Osborne’s pre-election gimmicks do little to address Britain’s long-term economic problems
–Dr Richard Wellings is Deputy Editorial Director at the Institute of Economic Affairs. The opinions expressed are his own.–
History is unlikely to be kind to George Osborne. Four years after he became chancellor, the national debt has exploded, the budget deficit remains at dangerously high levels, and an increasing share of tax revenues must be devoted to repaying creditors.
The government also faces enormous long-term liabilities which currently do not appear in the national accounts. These include pensions and healthcare commitments that are spiralling due to a rapidly ageing population. The liberalisation of pension regulation announced in today’s budget, while welcome in itself, will not make a significant contribution to resolving this problem. Indeed, other government measures, such as the triple-lock on state pension increases will greatly exacerbate the long-term fiscal shortfall. Similarly, while the chancellor was correct to focus on poor incentives to save, the impact of policies such as expanding ISA allowances will be trivial compared with the negative effects of loose monetary policy and new disincentives to save introduced as part of the government’s flagship welfare reforms.

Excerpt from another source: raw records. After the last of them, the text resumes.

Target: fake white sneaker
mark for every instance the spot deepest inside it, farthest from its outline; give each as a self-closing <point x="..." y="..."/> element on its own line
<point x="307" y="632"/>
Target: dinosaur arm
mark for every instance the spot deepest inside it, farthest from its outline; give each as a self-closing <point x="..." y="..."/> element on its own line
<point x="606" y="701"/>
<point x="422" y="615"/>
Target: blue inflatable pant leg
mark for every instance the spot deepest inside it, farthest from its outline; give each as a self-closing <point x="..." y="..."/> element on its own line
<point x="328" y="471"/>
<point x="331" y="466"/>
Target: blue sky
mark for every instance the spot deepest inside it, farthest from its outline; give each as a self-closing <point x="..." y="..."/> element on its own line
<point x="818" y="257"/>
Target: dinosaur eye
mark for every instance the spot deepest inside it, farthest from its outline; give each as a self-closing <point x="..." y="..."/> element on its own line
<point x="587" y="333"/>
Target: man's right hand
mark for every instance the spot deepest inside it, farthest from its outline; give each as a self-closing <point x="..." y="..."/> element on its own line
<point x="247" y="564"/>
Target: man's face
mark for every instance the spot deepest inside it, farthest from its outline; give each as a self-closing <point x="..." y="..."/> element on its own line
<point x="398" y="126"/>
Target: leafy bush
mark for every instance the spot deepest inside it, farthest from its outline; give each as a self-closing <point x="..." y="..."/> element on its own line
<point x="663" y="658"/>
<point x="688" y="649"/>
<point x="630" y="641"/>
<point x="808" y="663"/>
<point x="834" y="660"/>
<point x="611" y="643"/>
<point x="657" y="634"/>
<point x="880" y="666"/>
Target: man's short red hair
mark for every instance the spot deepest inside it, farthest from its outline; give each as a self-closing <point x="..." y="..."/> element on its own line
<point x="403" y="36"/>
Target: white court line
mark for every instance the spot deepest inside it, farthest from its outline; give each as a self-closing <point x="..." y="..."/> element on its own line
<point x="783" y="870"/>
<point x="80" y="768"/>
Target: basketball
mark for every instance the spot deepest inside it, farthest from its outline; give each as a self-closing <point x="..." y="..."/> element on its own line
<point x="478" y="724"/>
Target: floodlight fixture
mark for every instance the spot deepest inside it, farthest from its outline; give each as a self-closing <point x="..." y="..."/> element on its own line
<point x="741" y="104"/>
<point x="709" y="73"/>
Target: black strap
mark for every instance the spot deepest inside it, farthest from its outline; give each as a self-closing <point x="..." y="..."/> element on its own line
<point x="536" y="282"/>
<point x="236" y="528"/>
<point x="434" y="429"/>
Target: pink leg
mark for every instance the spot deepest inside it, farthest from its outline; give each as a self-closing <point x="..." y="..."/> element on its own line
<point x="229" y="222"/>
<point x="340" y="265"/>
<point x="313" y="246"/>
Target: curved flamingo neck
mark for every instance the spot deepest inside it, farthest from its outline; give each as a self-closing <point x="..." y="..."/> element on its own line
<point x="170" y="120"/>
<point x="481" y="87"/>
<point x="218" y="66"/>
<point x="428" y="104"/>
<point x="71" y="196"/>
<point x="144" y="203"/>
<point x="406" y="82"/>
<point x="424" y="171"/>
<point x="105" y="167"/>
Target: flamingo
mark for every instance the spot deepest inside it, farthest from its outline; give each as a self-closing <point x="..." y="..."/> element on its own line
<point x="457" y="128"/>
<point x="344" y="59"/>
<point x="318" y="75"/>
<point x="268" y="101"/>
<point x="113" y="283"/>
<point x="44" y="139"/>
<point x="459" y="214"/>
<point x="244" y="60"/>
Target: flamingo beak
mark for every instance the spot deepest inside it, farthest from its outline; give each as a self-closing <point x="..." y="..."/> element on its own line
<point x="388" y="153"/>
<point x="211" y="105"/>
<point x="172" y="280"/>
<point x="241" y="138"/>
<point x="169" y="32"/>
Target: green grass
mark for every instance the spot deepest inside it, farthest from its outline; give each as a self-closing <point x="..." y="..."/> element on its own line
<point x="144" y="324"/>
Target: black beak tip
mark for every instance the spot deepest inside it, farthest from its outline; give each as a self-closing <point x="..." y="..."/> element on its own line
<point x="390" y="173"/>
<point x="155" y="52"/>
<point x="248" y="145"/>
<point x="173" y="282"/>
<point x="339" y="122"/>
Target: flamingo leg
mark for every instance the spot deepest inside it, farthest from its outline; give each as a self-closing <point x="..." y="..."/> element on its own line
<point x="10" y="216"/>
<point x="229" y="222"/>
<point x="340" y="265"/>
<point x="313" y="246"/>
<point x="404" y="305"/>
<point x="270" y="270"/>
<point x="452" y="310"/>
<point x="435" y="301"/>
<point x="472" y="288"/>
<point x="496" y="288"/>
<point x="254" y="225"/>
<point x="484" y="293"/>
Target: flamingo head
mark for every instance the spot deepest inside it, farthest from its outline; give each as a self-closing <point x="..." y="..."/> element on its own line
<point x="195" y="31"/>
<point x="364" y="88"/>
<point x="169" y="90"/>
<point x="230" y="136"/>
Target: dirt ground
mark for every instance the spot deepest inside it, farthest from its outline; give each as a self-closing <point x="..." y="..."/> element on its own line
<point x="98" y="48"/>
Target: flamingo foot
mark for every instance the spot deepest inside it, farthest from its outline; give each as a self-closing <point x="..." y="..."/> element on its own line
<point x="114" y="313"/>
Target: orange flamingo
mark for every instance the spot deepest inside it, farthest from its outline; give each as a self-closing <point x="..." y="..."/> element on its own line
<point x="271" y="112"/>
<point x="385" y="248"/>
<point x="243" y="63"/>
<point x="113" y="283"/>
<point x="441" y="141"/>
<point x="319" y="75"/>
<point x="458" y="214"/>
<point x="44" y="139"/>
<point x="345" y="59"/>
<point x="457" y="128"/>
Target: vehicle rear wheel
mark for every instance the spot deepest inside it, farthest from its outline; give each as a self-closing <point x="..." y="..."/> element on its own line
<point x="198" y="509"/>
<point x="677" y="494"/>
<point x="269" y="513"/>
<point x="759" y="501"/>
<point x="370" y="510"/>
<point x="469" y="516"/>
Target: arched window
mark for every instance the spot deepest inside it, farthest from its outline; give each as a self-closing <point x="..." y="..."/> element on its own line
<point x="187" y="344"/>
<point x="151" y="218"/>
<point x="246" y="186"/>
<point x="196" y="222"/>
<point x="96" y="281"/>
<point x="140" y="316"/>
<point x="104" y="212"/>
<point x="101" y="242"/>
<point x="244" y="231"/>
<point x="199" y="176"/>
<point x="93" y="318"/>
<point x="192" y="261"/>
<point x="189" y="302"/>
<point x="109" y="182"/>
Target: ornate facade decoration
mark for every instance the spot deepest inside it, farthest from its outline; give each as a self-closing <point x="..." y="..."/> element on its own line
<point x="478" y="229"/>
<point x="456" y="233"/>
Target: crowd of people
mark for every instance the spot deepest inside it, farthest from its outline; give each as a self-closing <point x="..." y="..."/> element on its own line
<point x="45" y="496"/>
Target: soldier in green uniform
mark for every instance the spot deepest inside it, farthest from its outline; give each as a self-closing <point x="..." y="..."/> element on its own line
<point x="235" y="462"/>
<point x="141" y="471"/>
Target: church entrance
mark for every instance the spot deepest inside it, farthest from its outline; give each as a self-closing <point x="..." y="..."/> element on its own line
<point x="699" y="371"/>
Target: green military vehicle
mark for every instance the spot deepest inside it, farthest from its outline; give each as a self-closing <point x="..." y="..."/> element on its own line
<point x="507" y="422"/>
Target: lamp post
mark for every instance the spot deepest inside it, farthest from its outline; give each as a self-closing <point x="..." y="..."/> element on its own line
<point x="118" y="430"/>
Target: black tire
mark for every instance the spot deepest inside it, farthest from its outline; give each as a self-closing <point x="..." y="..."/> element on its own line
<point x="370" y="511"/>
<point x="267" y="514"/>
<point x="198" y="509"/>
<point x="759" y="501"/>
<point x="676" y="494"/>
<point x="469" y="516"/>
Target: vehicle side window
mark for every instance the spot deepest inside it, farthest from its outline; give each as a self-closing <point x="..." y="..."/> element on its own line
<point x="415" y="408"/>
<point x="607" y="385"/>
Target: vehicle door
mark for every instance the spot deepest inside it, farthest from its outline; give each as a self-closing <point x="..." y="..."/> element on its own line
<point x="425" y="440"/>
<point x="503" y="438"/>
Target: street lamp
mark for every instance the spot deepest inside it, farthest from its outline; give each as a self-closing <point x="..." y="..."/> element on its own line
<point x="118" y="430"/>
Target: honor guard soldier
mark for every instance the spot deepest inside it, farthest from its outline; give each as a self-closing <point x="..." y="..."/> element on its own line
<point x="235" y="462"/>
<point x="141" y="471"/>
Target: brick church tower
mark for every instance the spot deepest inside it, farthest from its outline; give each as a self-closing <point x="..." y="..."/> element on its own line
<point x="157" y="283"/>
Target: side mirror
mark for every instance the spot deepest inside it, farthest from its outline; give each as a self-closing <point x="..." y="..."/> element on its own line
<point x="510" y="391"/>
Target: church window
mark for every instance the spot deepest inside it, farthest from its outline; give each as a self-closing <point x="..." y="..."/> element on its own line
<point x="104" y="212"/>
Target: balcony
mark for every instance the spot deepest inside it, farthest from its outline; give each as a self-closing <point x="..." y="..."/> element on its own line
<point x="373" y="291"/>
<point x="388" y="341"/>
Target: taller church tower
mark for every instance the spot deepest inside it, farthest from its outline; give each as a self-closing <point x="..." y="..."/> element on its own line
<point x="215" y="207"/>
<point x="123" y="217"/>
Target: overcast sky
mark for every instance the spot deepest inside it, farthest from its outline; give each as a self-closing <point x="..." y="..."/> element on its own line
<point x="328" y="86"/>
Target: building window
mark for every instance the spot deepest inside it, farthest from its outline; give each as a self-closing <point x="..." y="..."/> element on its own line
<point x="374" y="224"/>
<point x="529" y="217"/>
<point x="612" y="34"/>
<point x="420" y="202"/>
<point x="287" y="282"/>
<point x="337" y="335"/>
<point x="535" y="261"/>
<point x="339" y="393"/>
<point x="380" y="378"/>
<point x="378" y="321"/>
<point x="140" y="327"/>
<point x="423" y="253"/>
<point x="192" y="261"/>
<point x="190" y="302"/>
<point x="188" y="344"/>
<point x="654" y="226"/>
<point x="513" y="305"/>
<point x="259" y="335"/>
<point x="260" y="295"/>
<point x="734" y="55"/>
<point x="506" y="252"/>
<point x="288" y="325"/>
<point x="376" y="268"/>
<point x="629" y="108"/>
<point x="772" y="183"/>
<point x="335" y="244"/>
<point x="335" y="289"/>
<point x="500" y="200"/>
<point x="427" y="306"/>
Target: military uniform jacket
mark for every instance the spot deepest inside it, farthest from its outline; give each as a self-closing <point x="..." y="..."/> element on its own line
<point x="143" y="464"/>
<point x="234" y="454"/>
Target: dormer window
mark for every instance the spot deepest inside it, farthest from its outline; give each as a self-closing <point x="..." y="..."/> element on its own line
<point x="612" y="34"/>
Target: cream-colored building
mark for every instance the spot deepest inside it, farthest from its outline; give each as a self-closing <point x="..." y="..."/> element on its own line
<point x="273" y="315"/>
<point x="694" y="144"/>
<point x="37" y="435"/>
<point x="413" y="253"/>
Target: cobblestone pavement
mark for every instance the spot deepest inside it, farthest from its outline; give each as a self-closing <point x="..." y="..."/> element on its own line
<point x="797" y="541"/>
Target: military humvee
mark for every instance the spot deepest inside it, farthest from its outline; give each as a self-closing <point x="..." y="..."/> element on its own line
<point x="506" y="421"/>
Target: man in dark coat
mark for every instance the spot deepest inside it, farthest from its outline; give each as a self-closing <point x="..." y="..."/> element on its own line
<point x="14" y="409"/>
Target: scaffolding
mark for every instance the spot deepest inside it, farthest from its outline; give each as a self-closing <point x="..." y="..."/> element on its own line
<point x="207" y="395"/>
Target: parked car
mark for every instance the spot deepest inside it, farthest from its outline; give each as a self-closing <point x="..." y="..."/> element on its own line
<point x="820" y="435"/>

To add to the demographic challenges facing the UK, a series of policy decisions, implemented for short-term political gain, have done lasting damage to the future prospects of the economy. One of Osborne’s first moves was to raise harmful taxes such as VAT in a misguided attempt to reduce the budget deficit and avoid additional spending cuts. It has backfired spectacularly by suffocating economic activity, dampening the recovery and as a result actually increasing government borrowing. And despite the depth of the recent slump, the burden of regulation on business has been increased. Tax and labour-market legislation has become even more costly for firms, while energy prices have spiralled due to government intervention.
The budget failed to tackle these problems. Yet more complexity was added to the tax system: another ill-conceived crackdown on tax avoidance was combined with a series of bizarre tax breaks for favoured sectors. Disappointingly, there was no rolling back of employment rules that are hindering business activity, such as mandatory workplace pensions, the Equality Act and the National Minimum Wage. And instead of reversing the government’s incoherent green energy policies, the Chancellor treated the symptoms rather than the cause of high bills by announcing special help for the heavy manufacturing sector.
But perhaps the most worrying blunder of all is the expansion of Osborne’s policy of subsidising borrowing to ‘stimulate’ the economy. His ‘Help-to-Buy’ scheme may be effective at winning votes from certain target groups, but it is potentially very dangerous indeed for the medium-term stability of the UK economy. Asset prices are already severely distorted by the Bank of England’s policies of low interest rates and quantitative easing. The chancellor’s sub-prime subsidies risk further inflating the housing market: more households will take on debts that could become unaffordable should interest rates return to normal levels. Thus significant default risk has been loaded onto taxpayers. There are also potentially very serious implications for the banking sector should government policies ignite another boom-bust cycle.
Indeed, there is a strong argument that a significant part of the current economic recovery is artificial in the sense that it has been generated by the easy credit policies of both the government and the Bank of England. Sceptics might point out that politicians have often boosted the economy in the run-up to general elections. The long-term consequences have usually been dire.